Although sickle cell trait (SCT) has been linked to adverse clinical outcomes in multiple studies, only a handful of associations have strong evidence supporting them, according to a systematic review.
Evidence was strongest for the association between SCT and venous and renal complications.
There was low-strength evidence supporting a link between SCT and exertion-related sudden death and moderate-strength evidence supporting a link between SCT and exertion-related rhabdomyolysis.
Most other associations between SCT and clinical outcomes had either low-strength evidence or insufficient data to support a link.
Rakhi P. Naik, MD, of Johns Hopkins University in Baltimore, Maryland, and her colleagues reported these findings in Annals of Internal Medicine.
The researchers’ systematic review was focused on 41 studies, most of which were population-based cohort or case-control studies.

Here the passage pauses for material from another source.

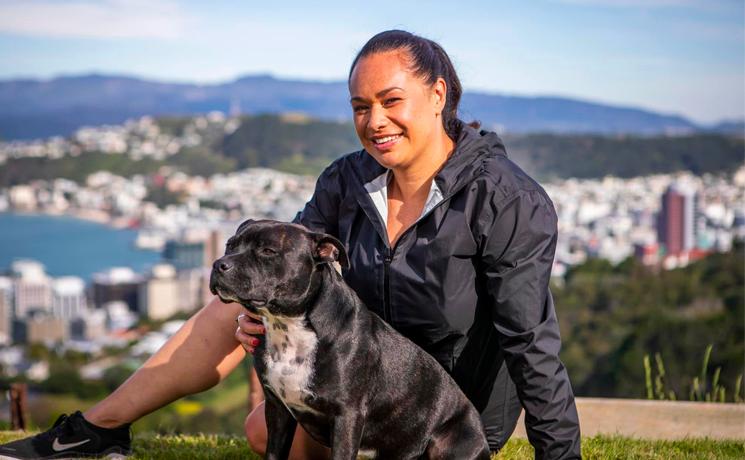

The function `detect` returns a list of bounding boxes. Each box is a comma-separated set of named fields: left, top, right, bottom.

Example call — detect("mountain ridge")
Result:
left=0, top=73, right=742, bottom=140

The team rated the evidence quality of each study and grouped 24 clinical outcomes of interest into six categories: exertion-related injury, mortality, and renal, vascular, pediatric, surgery-, and trauma-related outcomes.
The researchers found low-strength evidence for a link between SCT and hematuria, end-stage renal disease, hypertension, myocardial infarction, retinopathy, diabetic vasculopathy, sudden infant death syndrome, surgery- and trauma-related injury, and overall mortality.
There was moderate-strength evidence for a link between SCT and pediatric height/weight, stroke, and heart failure/cardiomyopathy.
The strength of evidence for a link between SCT and exertion-related death was low in this analysis, which included two studies of this outcome.
However, Dr. Naik and her colleagues did note that SCT may be associated with a small absolute risk of exertion-related death in extreme conditions, such as highly strenuous athletic training or the military.
There was moderate-strength evidence supporting the link between SCT and exertional rhabdomyolysis, based on two studies.
However, the researchers said the absolute risk of exertional rhabdomyolysis in SCT is small and probably occurs only in high-intensity settings, with risk modified by other genetic and environmental factors.
“We do concur with the American Society of Hematology statement recommending against routine SCT screening in athletics and supporting the consistent use of universal precautions to mitigate exertion-related risk in all persons, regardless of SCT status,” the researchers wrote.
Venous and renal outcomes
High-strength evidence linked pulmonary embolism, with or without deep-vein thrombosis, to SCT. In contrast, there was moderate-strength evidence showing no increased risk of isolated deep-vein thrombosis in individuals with SCT.
“The cause of this paradoxical observation is unknown but may be an increased risk for clot embolization in SCT,” the researchers wrote.
Renal outcomes were often attributed to SCT, and the researchers said there was high-strength evidence to support SCT as a risk factor for both proteinuria and chronic kidney disease (CKD).
Out of six studies of proteinuria, the one high-quality study showed a 1.86-fold increased risk for baseline albuminuria in African Americans with SCT versus those without. The other studies “showed a consistent direction of increased risk for proteinuria with SCT,” according to the researchers.
Out of four CKD studies, the two high-quality studies showed a 1.57- and 1.89-fold increased risk of CKD in African Americans with SCT.
Support for this review came, in part, from the National Human Genome Research Institute and the National Heart, Lung, and Blood Institute. The authors reported disclosures related to Novartis, Addmedica, and Global Blood Therapeutics, among others.